Kata Kunci : Generus Unggul, Revolusi Mental
1. Fakta/Permasalahan
Saat uforia gerakan Reformasi Birokrasi, justru muncul anomali dimana banyak tokoh-tokoh birokrasi, politik, masyarakat bahkan tokoh agama terjerat kasus korupsi dan perbuatan a-moral lainnya. Di ranah masyarakat umumpun, hampir berbagai media dan tiap hari tersaji informasi perbuatanperbuatan yang mencerminkan perilaku masyarakat yang menyimpang dari aturan formal/Perundang-undangan, norma-norma agama dan adat. Sangat mengerikan, adanya peningkatan kasus kasus seperti, bapak memperkosa anak gadisnya sendiri, inces, kasus mutilasi, perkosaan yang pelaku dan korbannya masih di bawah umur, trafficking, pembunuhan sadis berlatar belakang penyimpangan seksual (Homosex), Kasus Narkoba (khususnya DIY), dimana awal DIY hanyalah sasaran utama peredaran namun menjadi daerah produksi narkoba yang potensial, dan masih banyak kasus PMKS lainnya . Hal tersebut bisa terjadi dan tidak bisa dipungkiri dimungkinkan sebagai dampak pengambilan kebijakankebijakan kita selama ini. Panglima TNI, Jendral gatot Nurmantyo mengutip penelelitian Washingoton University, yang menilai peringkat negara-negara berdasarkan standar kebaikan yang diajarkan Al-Quran dan Al-Hadist.
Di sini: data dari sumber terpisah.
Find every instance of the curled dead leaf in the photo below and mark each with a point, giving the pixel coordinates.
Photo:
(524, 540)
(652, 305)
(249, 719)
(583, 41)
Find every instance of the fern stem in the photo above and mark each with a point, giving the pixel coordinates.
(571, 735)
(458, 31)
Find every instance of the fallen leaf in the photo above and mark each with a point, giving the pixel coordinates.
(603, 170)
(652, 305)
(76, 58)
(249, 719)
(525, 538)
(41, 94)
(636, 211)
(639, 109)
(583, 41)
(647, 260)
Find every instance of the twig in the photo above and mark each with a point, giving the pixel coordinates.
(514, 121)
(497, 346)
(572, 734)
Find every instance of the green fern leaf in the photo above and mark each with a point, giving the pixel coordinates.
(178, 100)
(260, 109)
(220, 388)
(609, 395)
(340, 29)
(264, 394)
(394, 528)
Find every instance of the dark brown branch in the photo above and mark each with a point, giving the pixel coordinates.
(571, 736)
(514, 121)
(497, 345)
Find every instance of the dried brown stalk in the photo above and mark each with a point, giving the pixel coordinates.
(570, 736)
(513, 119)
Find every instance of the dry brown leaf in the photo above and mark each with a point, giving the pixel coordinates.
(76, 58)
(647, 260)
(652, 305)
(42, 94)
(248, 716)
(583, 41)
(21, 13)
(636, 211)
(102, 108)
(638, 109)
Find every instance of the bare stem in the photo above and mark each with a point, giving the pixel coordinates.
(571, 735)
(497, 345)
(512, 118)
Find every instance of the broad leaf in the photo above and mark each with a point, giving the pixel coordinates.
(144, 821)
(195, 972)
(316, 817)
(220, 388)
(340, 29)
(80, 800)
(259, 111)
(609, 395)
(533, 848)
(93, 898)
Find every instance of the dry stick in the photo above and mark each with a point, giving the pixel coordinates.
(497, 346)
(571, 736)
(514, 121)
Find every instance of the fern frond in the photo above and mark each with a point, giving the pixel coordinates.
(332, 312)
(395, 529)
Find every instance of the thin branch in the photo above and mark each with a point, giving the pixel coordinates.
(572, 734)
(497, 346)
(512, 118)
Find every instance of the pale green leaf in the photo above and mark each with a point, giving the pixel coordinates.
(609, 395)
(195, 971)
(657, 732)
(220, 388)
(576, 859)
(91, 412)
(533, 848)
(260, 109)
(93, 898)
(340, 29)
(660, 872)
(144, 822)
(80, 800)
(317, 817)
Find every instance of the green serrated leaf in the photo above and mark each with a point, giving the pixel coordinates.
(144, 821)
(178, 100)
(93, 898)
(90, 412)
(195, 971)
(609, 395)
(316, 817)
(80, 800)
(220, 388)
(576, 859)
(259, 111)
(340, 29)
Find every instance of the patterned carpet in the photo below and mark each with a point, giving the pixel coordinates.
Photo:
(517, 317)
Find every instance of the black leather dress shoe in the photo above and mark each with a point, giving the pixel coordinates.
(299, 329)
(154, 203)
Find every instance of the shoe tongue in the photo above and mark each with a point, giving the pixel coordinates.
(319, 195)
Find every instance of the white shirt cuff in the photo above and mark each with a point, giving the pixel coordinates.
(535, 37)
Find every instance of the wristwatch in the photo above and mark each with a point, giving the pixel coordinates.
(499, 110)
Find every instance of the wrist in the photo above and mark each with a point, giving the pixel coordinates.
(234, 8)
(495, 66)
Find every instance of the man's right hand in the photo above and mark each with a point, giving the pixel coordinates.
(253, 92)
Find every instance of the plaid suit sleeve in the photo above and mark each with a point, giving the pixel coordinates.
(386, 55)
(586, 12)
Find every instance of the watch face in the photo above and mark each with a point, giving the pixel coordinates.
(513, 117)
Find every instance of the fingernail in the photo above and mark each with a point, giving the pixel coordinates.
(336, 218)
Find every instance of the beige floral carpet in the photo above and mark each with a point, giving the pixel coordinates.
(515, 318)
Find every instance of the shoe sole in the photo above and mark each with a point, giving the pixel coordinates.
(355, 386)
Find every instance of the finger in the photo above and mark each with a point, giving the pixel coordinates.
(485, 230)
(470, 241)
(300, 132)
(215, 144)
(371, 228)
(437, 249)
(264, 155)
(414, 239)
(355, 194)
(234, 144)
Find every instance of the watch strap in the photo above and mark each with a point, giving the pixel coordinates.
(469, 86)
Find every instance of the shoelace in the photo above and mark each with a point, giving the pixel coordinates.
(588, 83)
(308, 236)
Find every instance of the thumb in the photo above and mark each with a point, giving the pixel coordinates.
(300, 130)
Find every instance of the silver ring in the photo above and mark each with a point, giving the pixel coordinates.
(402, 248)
Hasil penelitian menunjukkan negara non muslim, Selandia baru, di peringkat teratas, sementara Indonesia menduduki peringkat 140, ini sangat ironis, kalau penilaian berdasarkan jumlah yang naik haji, Indonesia mungkin nomor satu. Sedangkan menurut pakar psikologi Universitas Indonesia Prof.Dr, Hamdi Moeloek, saat ini nilai-nilai luhur bangsa makin terkikis hilang yang diakibatkan oleh sikap mental yang lemah. Mentalitas ini dapat merusak struktur kehidupan berbangsa dan bernegara selanjutnya. Ini terlihat ketika sebagian rakyat jauh dari keteraturan, ketertiban, tanpa nilai-nilai kejujuran dan tidak memiliki rasa tanggungjawab. Inilah fakta yang terjadi pada sebagian masyarakat Indonesia hampir di setiap lapisan msyarakat (Kedaulatan Rakyat, 29 Nopember 2015). Pemerintah SBY saat itu khususnya untuk kasus-kasus korupsi disikapi dengan membentuk sebuah komisi yang sampai saat ini masih eksis, KPK (Komisi Pemberantasan Korupsi). Adanya KPK diharapkan adanya akselerasi penurunan baik kualitas dan kuantitas kasus korupsi, namun sampai di penghujung akhir pemerintahan SBY, kasus korupsi justru semakin meningkat baik kuantitas maupun kualitas. Beberapa pihak ada yang peduli dengan berbagai upaya, namun banyak pihak bersikap skeptif/kurang peduli terhadap kondisi lingkungannya karena sudah berubah menjadi suatu budaya. Situasi seperti tersebut di atas, oleh Calon Presiden-Wapres ”Jokowi-JK”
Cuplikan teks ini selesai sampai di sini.